Ce projet fut lu à la séance du 22 octobre par le diacre Asclépiade, de l’église de Constantinople. Calqué en majeure partie sur la lettre de Léon, il en différait néanmoins en certains points essentiels : ainsi il portait que Jésus-Christ était de deux natures après l’union, au lieu de dire avec la lettre du pape Léon qu’il était en deux natures. Au fond, cela n’était pas fort différent, et dans des circonstances normales on eût pu adopter l’une ou l’autre formule comme équivalentes ; mais dans la circonstance présente on y vit et on y devait voir une distinction calculée. L’expression de deux natures semblait une concession faite à l’eutychianisme, qui professait bien deux natures avant l’incarnation, mais une seule nature après, du mélange et de la confusion des deux autres. Elle offrait aussi le danger de paraître accepter, puisqu’on ne la réfutait pas, l’expression de Cyrille sur laquelle Eutychès avait construit tout un échafaudage : « une seule nature incarnée du Verbe divin. » L’absence des mots a après comme avant l’incarnation » pouvait faire soupçonner à des esprits prévenus quelque piège eutychien. Au contraire l’expression en deux natures indiquait nettement l’idée catholique de Jésus-Christ, Dieu et homme après l’incarnation, Dieu parfait et homme parfait.

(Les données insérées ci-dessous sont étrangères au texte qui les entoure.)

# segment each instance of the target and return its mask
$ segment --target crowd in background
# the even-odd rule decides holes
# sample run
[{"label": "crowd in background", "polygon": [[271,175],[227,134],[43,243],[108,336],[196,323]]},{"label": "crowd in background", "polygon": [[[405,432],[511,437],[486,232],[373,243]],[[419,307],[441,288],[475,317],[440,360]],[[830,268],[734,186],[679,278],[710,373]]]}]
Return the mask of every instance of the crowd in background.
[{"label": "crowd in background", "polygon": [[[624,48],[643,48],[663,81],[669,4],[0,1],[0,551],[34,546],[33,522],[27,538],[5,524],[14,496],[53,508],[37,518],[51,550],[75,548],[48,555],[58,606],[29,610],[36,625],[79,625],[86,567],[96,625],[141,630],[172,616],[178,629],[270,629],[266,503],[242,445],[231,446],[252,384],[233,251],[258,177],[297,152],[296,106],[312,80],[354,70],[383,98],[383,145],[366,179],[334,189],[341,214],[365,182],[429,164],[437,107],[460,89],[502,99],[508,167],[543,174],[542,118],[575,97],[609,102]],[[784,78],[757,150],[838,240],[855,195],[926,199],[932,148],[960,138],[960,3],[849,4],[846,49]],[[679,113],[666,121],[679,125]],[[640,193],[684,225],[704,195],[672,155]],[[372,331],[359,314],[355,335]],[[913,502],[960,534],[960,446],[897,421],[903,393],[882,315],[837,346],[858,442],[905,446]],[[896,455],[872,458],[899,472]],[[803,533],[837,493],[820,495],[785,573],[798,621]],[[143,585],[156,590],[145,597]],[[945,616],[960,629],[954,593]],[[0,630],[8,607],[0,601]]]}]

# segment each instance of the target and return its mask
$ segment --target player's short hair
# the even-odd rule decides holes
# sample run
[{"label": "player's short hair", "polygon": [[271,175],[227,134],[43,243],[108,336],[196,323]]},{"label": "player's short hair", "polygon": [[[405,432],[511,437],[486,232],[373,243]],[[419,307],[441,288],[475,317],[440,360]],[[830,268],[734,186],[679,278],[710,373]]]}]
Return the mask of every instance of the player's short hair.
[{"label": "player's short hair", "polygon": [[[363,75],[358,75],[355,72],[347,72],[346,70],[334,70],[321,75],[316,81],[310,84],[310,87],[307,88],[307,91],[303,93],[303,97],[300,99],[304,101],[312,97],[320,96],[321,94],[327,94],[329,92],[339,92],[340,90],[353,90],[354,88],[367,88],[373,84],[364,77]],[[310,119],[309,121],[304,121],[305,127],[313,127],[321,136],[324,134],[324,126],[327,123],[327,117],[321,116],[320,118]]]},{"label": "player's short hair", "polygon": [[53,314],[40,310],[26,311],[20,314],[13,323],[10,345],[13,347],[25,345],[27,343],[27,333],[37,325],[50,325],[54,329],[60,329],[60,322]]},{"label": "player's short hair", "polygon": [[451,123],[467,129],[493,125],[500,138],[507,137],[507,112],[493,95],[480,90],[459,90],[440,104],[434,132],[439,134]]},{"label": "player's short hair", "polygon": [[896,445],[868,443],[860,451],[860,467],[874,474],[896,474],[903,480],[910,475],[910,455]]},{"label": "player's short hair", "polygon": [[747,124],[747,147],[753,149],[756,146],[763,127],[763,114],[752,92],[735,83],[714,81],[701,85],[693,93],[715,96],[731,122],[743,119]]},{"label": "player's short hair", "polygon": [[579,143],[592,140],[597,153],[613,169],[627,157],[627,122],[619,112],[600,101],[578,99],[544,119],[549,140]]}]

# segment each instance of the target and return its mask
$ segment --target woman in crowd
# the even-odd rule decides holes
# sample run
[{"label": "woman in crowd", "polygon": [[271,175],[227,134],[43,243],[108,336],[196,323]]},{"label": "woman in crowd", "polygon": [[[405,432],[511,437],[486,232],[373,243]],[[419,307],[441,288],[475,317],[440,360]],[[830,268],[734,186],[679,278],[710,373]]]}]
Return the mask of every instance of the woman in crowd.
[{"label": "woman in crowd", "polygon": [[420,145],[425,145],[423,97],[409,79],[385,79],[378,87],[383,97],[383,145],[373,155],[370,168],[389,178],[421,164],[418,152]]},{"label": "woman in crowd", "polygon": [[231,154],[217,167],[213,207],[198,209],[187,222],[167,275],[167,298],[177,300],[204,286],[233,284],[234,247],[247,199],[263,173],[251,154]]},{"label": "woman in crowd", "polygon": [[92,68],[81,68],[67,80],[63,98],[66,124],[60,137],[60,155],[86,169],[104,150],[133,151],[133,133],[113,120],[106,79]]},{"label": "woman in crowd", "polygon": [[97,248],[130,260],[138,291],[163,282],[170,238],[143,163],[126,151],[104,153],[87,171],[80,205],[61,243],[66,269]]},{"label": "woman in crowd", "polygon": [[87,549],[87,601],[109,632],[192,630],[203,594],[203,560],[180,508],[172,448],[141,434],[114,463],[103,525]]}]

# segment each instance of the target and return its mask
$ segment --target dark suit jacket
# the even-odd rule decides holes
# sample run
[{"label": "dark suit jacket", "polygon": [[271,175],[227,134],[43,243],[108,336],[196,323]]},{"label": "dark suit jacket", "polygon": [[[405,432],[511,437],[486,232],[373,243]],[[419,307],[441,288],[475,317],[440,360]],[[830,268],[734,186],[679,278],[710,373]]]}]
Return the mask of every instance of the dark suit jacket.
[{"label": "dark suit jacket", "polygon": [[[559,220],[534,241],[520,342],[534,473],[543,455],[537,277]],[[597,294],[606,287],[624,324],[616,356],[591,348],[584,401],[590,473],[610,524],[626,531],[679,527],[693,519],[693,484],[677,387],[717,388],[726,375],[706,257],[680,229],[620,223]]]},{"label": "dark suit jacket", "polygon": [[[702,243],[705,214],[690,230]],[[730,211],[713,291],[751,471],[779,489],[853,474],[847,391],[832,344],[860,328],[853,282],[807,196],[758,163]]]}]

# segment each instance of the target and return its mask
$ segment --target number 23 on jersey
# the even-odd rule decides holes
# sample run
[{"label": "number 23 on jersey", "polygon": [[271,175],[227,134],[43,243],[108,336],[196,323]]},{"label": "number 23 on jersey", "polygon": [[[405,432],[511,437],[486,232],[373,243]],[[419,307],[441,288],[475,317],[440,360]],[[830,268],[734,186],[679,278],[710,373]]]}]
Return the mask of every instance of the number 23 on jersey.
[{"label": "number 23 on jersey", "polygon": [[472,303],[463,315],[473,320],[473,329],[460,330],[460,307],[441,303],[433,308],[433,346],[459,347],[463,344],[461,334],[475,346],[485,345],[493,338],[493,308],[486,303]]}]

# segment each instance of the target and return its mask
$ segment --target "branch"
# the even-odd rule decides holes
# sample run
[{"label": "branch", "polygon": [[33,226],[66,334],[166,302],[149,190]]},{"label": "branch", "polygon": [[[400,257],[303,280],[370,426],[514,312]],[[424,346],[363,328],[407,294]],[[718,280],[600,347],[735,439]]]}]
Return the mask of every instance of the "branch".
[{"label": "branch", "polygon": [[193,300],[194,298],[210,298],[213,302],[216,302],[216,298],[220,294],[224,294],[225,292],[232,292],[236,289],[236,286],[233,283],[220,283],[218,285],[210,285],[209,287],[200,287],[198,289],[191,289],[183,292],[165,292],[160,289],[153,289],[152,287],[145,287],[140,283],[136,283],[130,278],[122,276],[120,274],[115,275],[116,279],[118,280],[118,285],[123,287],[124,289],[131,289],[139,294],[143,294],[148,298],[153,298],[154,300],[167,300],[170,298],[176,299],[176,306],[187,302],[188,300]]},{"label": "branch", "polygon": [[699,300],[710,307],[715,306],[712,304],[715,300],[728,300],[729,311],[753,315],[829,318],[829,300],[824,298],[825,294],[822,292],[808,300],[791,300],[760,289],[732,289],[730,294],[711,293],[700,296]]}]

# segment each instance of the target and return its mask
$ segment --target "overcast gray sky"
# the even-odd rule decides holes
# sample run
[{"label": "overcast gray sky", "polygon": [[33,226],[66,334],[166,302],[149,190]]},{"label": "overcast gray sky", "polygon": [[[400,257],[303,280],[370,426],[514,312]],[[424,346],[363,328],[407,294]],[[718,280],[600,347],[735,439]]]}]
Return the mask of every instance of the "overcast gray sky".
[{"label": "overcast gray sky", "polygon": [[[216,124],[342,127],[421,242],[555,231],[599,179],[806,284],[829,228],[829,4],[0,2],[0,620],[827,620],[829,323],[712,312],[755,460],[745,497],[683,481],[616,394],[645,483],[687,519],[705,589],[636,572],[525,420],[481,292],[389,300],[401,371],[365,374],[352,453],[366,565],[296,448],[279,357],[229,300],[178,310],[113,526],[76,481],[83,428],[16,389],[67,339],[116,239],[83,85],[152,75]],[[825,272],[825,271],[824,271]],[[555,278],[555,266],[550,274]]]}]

À cette raison générale s’en joignait une particulière : c’est que Dioscore admettait la première formule et rejetait la seconde, qu’il avait même fondé la condamnation de Flavien sur ce que celui-ci avait professé deux natures en Jésus-Christ. La définition proposée, tout en restant orthodoxe, était donc imparfaite en ce qu’elle ne frappait point l’erreur, et n’énonçait rien que les eutychiens ne pussent recevoir aussi bien que les catholiques. L’admettre, c’était laisser les choses en état, et les eutychiens ou semi-eutychiens pouvaient dire avec quelque apparence de droit que la définition leur était favorable.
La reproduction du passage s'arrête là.